Sunday, September 28, 2014

Current misperceptions of Atlas Shrugged

I tried to avoid this topic for as long as I could. I tend to agree that selfishness is good and that altruism to some degree should be limited. I don't go to the extreme in saying a handout endangers the world or anything close but I will dispute what the handout should be. I finally get to this topic because partly of how popular the book has become and how people are using it to defend big business. There's an enormous misconception though and people keep leaning on it without realizing the real meaning of it.

The basic story of Atlas Shrugged is what if big business left us to our own devices and its heroes are the selfish industrialists while the villains are big government and those on welfare or looking for handouts which are described succinctly as moochers and leeches, the non contributing zeroes of society.

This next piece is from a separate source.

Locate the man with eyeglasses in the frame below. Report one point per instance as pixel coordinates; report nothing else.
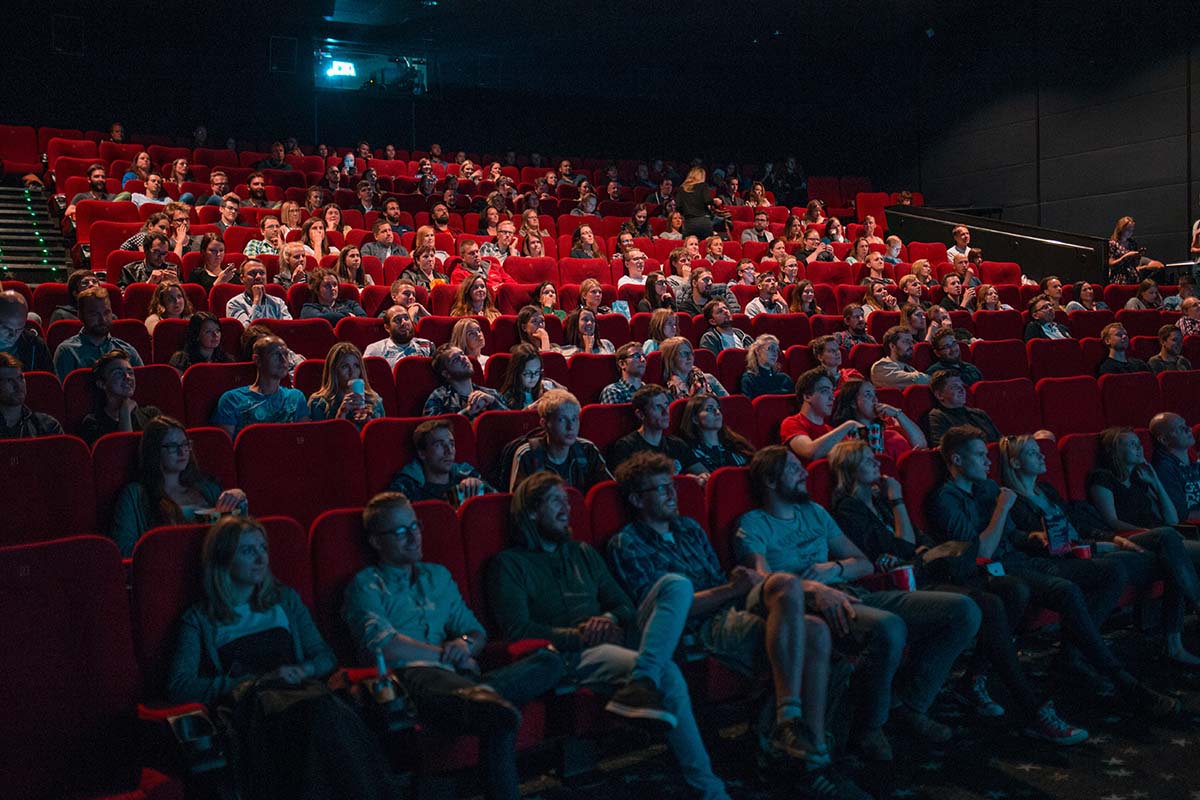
(1042, 322)
(409, 614)
(631, 362)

The story itself was written in a time where the majority of people were self employed usually through agriculture or were in a service industry with no fear for technological outsourcing. Back when big business and industrialists and the wealthy were real entrepreneurs making changes in the world and creating entirely new things or finding ways to mass produce them. This is when we had new tech for making industrial steel faster and cheaper than ever before, mass production of automobiles, the invention of the fridge, toaster, early tv's, and more. The real concept of Atlas Shrugged was what if all the thinkers and creators were to leave the moochers behind for their own society.

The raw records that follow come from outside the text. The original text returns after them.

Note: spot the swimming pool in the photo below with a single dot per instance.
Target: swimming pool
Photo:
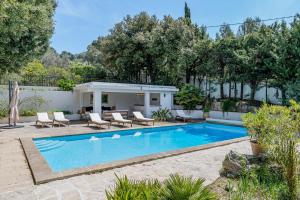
(75, 151)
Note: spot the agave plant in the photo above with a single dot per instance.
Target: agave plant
(163, 114)
(185, 188)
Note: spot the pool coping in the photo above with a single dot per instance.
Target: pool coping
(42, 172)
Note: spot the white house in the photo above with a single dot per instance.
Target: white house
(99, 96)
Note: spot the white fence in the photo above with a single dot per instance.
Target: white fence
(54, 98)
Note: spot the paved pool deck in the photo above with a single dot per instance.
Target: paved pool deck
(16, 180)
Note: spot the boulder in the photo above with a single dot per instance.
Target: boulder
(234, 164)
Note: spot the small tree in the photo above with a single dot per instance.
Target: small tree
(189, 97)
(277, 128)
(25, 29)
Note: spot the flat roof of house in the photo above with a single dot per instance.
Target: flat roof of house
(115, 87)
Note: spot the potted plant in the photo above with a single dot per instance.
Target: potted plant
(206, 110)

Today we have people leaning on this idea that somehow big business and the multi billion dollar capitalists are somehow the real creators and inventors of everything these days and produce a society worth living in. If this were truly the case I wouldn't mind the fact they have their huge tax breaks, I might ignore the wealth gap and disparity, I might agree that government should find new ways to pay for public services and let free market rule. Instead you find me saying we need more public service and higher taxes a real middle class as opposed to the few hundred or so people that control over 90% of the US economy, and complaining about inequality and the lack of proper opportunity for social mobility. That is because I have deemed these wealthiest of people as hoarders and leeches on the belly of society. They produce waste and deliberately cause inefficiency seeking to maximize profits which only fuels their greed for more and to hold on to as much as possible. Many of the most successful failing to realize that holding on to their wealth so tightly is stagnating the economy into failure.

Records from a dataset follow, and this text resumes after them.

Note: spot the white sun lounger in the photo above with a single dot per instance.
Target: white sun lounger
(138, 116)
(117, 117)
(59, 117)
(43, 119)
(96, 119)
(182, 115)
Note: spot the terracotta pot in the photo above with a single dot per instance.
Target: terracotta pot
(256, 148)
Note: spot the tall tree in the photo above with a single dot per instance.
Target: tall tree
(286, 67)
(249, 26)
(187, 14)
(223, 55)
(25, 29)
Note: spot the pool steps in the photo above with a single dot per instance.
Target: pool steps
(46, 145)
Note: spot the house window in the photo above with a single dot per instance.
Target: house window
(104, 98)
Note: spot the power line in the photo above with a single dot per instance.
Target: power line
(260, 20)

The simple truth of our world today is creators are punished and cheated out of their intellectual property only to have nothing done with it other than collect dust on a shelf. You won't see the rise of electric cars until oil has run dry with inflating cost on the way and only truly hyper fuel efficient cars at the same time to hold on till the bitter end. Then electric cars will still be inefficient with hyper inflated electrical cost to compensate for what is already an overburdened system with frequent failures in complete disrepair. These billionaires are sucking the nation dry and I wouldn't be the least bit surprised if they packed up and moved once we're dead from our current state of decay, likely they may even seek to make this literal if conspiracy theorists are right.

My only solution is the most upsetting which is that those with the money if they can't learn to use it and keep it moving then they should have it taken from them to the benefit of others. This only results in yet a communist system rife with corruption itself though and in turn is no solution at all. So how then do we balance the scales? We must work to find a solution together.

1 comment:

  1. I've never agreed with Ayn Rand's philosophy, but I do agree that most innovators do get the short end of the stick. A few don't like Thomas Edison, but even in the comic book industry like Jerry Seigel lost the rights to his creation Superman, and eventually couldn't even write stories for Superman.